How are things now? Have you come to any decisions about talking to your other half? Have you decided it would be best to move on or do you want to go on with things as they are?

Fr_Chuck
Nov 17, 2007, 10:07 AM
No one who is in "love" and has allowed the other person to be "in love" with them is spiritual at all, they are living in the flesh, and are not peace makers but trouble makers.

If you want to find peace in your life, stop having any contact with this marrried women, get marriage counseling for your marriage and see if it can be saved.

And stop trying to blame inner peace for a failure to work on your marriage.

Choux
Nov 18, 2007, 01:51 PM
Those answers(and resulting peace and happiness) you are looking for can only be found **within yourself**. There are no answers in other people, activities, dogmas, and distractions like an affair and the resultant drama.
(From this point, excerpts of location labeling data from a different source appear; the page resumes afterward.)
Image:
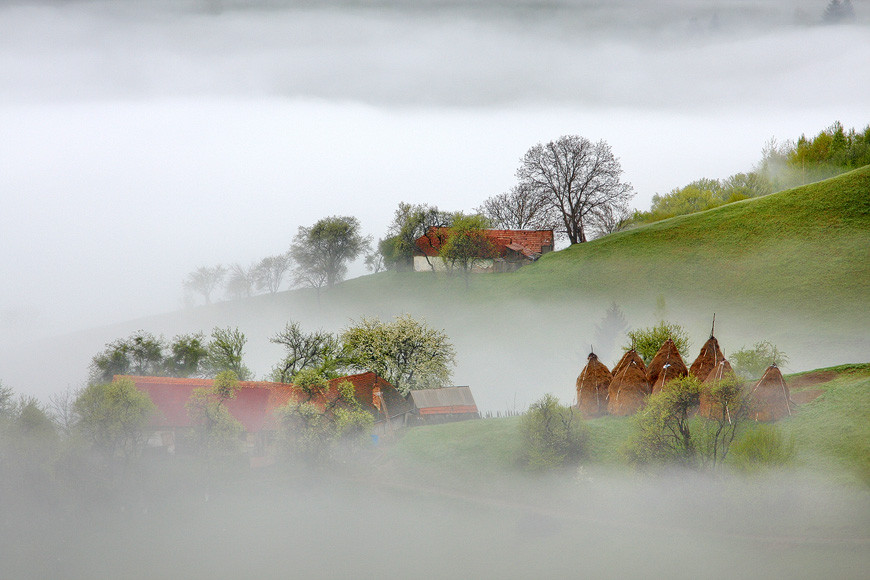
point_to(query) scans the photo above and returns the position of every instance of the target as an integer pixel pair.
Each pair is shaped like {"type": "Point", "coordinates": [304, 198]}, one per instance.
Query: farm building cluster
{"type": "Point", "coordinates": [256, 404]}
{"type": "Point", "coordinates": [508, 250]}
{"type": "Point", "coordinates": [622, 391]}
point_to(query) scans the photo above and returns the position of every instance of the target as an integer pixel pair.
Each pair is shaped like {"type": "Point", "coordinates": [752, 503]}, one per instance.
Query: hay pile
{"type": "Point", "coordinates": [665, 366]}
{"type": "Point", "coordinates": [770, 398]}
{"type": "Point", "coordinates": [629, 386]}
{"type": "Point", "coordinates": [708, 359]}
{"type": "Point", "coordinates": [707, 408]}
{"type": "Point", "coordinates": [592, 387]}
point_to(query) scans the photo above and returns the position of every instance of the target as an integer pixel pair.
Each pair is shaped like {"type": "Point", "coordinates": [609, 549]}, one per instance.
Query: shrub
{"type": "Point", "coordinates": [666, 432]}
{"type": "Point", "coordinates": [647, 341]}
{"type": "Point", "coordinates": [763, 446]}
{"type": "Point", "coordinates": [553, 436]}
{"type": "Point", "coordinates": [325, 427]}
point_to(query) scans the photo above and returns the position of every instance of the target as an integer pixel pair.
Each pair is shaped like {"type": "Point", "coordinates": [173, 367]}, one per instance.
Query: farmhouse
{"type": "Point", "coordinates": [255, 404]}
{"type": "Point", "coordinates": [513, 249]}
{"type": "Point", "coordinates": [444, 405]}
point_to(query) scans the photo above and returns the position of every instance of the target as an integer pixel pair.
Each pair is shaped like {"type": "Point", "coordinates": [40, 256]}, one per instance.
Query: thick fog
{"type": "Point", "coordinates": [592, 525]}
{"type": "Point", "coordinates": [142, 140]}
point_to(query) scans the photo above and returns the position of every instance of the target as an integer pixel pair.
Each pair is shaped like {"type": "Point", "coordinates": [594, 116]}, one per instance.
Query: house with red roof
{"type": "Point", "coordinates": [512, 249]}
{"type": "Point", "coordinates": [256, 407]}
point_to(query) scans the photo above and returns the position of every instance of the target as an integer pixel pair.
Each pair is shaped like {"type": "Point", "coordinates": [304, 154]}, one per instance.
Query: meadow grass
{"type": "Point", "coordinates": [831, 433]}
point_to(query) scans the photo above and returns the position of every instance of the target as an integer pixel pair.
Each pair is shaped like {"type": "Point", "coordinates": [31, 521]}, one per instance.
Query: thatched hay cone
{"type": "Point", "coordinates": [669, 373]}
{"type": "Point", "coordinates": [708, 359]}
{"type": "Point", "coordinates": [670, 356]}
{"type": "Point", "coordinates": [629, 387]}
{"type": "Point", "coordinates": [770, 399]}
{"type": "Point", "coordinates": [708, 408]}
{"type": "Point", "coordinates": [629, 356]}
{"type": "Point", "coordinates": [592, 386]}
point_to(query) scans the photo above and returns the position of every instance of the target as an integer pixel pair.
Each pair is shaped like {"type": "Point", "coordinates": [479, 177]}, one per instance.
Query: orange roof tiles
{"type": "Point", "coordinates": [527, 242]}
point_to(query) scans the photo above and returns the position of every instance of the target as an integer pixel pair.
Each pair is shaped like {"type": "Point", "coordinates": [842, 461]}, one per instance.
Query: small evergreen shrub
{"type": "Point", "coordinates": [762, 447]}
{"type": "Point", "coordinates": [553, 436]}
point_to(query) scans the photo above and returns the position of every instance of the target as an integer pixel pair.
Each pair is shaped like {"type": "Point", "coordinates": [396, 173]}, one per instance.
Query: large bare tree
{"type": "Point", "coordinates": [577, 178]}
{"type": "Point", "coordinates": [522, 208]}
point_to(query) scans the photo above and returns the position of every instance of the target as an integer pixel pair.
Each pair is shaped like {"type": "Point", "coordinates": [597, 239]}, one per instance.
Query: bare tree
{"type": "Point", "coordinates": [522, 208]}
{"type": "Point", "coordinates": [323, 251]}
{"type": "Point", "coordinates": [204, 280]}
{"type": "Point", "coordinates": [271, 271]}
{"type": "Point", "coordinates": [577, 178]}
{"type": "Point", "coordinates": [242, 281]}
{"type": "Point", "coordinates": [410, 222]}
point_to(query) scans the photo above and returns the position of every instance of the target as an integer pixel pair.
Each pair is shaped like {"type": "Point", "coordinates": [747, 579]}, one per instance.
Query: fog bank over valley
{"type": "Point", "coordinates": [143, 140]}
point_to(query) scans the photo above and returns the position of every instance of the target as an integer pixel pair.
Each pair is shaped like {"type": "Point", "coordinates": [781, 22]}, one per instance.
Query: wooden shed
{"type": "Point", "coordinates": [444, 405]}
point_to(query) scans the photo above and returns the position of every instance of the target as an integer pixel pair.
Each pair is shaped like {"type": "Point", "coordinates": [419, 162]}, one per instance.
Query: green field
{"type": "Point", "coordinates": [805, 248]}
{"type": "Point", "coordinates": [831, 434]}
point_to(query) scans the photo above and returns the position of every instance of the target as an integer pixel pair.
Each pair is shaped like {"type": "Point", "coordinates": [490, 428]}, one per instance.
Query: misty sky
{"type": "Point", "coordinates": [141, 140]}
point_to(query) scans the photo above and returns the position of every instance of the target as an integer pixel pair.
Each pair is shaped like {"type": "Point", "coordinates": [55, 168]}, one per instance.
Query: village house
{"type": "Point", "coordinates": [254, 407]}
{"type": "Point", "coordinates": [513, 249]}
{"type": "Point", "coordinates": [444, 405]}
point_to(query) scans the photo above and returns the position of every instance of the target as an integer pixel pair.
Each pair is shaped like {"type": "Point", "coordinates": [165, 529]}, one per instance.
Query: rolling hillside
{"type": "Point", "coordinates": [792, 267]}
{"type": "Point", "coordinates": [804, 249]}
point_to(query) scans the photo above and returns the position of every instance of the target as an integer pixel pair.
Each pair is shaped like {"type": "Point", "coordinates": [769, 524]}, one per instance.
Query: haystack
{"type": "Point", "coordinates": [630, 355]}
{"type": "Point", "coordinates": [708, 359]}
{"type": "Point", "coordinates": [629, 386]}
{"type": "Point", "coordinates": [592, 385]}
{"type": "Point", "coordinates": [667, 361]}
{"type": "Point", "coordinates": [769, 399]}
{"type": "Point", "coordinates": [708, 408]}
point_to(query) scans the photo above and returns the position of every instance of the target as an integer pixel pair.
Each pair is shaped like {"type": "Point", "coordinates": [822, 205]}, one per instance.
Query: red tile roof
{"type": "Point", "coordinates": [255, 402]}
{"type": "Point", "coordinates": [527, 242]}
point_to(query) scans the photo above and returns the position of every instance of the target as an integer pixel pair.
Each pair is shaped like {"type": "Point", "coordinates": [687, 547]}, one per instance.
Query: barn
{"type": "Point", "coordinates": [444, 405]}
{"type": "Point", "coordinates": [254, 407]}
{"type": "Point", "coordinates": [513, 248]}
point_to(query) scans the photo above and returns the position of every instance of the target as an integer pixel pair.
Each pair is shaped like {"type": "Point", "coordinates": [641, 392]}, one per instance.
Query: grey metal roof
{"type": "Point", "coordinates": [444, 397]}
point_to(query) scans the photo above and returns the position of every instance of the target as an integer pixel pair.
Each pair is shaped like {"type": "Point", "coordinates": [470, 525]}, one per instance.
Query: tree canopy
{"type": "Point", "coordinates": [577, 178]}
{"type": "Point", "coordinates": [323, 250]}
{"type": "Point", "coordinates": [112, 416]}
{"type": "Point", "coordinates": [467, 243]}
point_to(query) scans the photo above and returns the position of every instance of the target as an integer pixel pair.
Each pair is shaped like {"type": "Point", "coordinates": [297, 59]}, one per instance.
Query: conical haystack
{"type": "Point", "coordinates": [770, 398]}
{"type": "Point", "coordinates": [708, 359]}
{"type": "Point", "coordinates": [669, 373]}
{"type": "Point", "coordinates": [629, 386]}
{"type": "Point", "coordinates": [592, 385]}
{"type": "Point", "coordinates": [670, 356]}
{"type": "Point", "coordinates": [722, 372]}
{"type": "Point", "coordinates": [629, 356]}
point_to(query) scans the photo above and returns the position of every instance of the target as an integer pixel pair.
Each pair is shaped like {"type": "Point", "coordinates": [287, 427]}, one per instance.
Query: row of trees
{"type": "Point", "coordinates": [406, 352]}
{"type": "Point", "coordinates": [570, 185]}
{"type": "Point", "coordinates": [783, 165]}
{"type": "Point", "coordinates": [186, 355]}
{"type": "Point", "coordinates": [317, 258]}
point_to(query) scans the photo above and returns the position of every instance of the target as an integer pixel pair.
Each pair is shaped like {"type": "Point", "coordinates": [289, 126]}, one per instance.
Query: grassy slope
{"type": "Point", "coordinates": [832, 436]}
{"type": "Point", "coordinates": [807, 248]}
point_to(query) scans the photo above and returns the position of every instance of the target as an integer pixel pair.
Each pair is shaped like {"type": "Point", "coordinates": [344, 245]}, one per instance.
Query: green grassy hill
{"type": "Point", "coordinates": [831, 434]}
{"type": "Point", "coordinates": [804, 249]}
{"type": "Point", "coordinates": [792, 267]}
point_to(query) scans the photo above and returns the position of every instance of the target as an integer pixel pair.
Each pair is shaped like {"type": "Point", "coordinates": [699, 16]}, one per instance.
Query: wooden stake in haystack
{"type": "Point", "coordinates": [709, 357]}
{"type": "Point", "coordinates": [709, 408]}
{"type": "Point", "coordinates": [629, 386]}
{"type": "Point", "coordinates": [665, 366]}
{"type": "Point", "coordinates": [770, 398]}
{"type": "Point", "coordinates": [592, 387]}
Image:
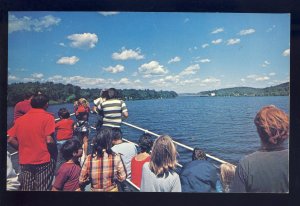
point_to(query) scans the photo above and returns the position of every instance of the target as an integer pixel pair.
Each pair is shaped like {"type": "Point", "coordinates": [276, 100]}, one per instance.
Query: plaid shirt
{"type": "Point", "coordinates": [104, 171]}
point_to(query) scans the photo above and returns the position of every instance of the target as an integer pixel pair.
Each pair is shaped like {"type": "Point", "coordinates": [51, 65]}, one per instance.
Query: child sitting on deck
{"type": "Point", "coordinates": [82, 110]}
{"type": "Point", "coordinates": [227, 172]}
{"type": "Point", "coordinates": [64, 131]}
{"type": "Point", "coordinates": [103, 167]}
{"type": "Point", "coordinates": [159, 174]}
{"type": "Point", "coordinates": [67, 178]}
{"type": "Point", "coordinates": [137, 162]}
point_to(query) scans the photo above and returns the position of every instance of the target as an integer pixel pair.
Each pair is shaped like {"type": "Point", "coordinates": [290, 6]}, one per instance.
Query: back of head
{"type": "Point", "coordinates": [272, 125]}
{"type": "Point", "coordinates": [198, 154]}
{"type": "Point", "coordinates": [103, 141]}
{"type": "Point", "coordinates": [64, 113]}
{"type": "Point", "coordinates": [39, 101]}
{"type": "Point", "coordinates": [227, 172]}
{"type": "Point", "coordinates": [145, 143]}
{"type": "Point", "coordinates": [69, 147]}
{"type": "Point", "coordinates": [112, 93]}
{"type": "Point", "coordinates": [104, 93]}
{"type": "Point", "coordinates": [163, 155]}
{"type": "Point", "coordinates": [28, 95]}
{"type": "Point", "coordinates": [83, 102]}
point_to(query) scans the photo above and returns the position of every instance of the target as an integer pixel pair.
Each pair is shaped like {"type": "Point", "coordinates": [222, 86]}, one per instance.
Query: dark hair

Good Luck to you in the future!

KBC
Nov 18, 2007, 03:22 PM
I am not into the religious look at finding inner peace and contentment,but rather in the spiritual side,as your original post suggested.

How does one approach the problem of,

1) Leaving your wife for another.(or to be on your own)

2) Remove the stigma of 'guilt' from yourself.

3) Move on with the life you are thinking might be 'Greener'

Most of the other posts are belittling you for not staying where you are uncomforted and feel unfulfilled,Let them walk in your shoes for 4/5 months and then judge you!

I am of the belief that, if you are moving forward towards a true purpose and growth, who can say that's wrong? ONLY YOU CAN.

If there is a shred of doubt,look deeper before making that decision,otherwise make the move,trudging the happy road to destiny is true spiritual growth, don't accept the browbeating by zealots.

I wish you all the peace you are looking for and true happiness,

Ken

Homegirl 50
Nov 18, 2007, 04:21 PM
I don't suggest he stay where he is, I suggest he be honest with the one he is pledged to.
He either needs to leave her or move on. Right now he is living a lie and is cheating on his wife. Should he feel guilt for cheating? Yes. That is dishonest and this can be where some of his strife is coming from.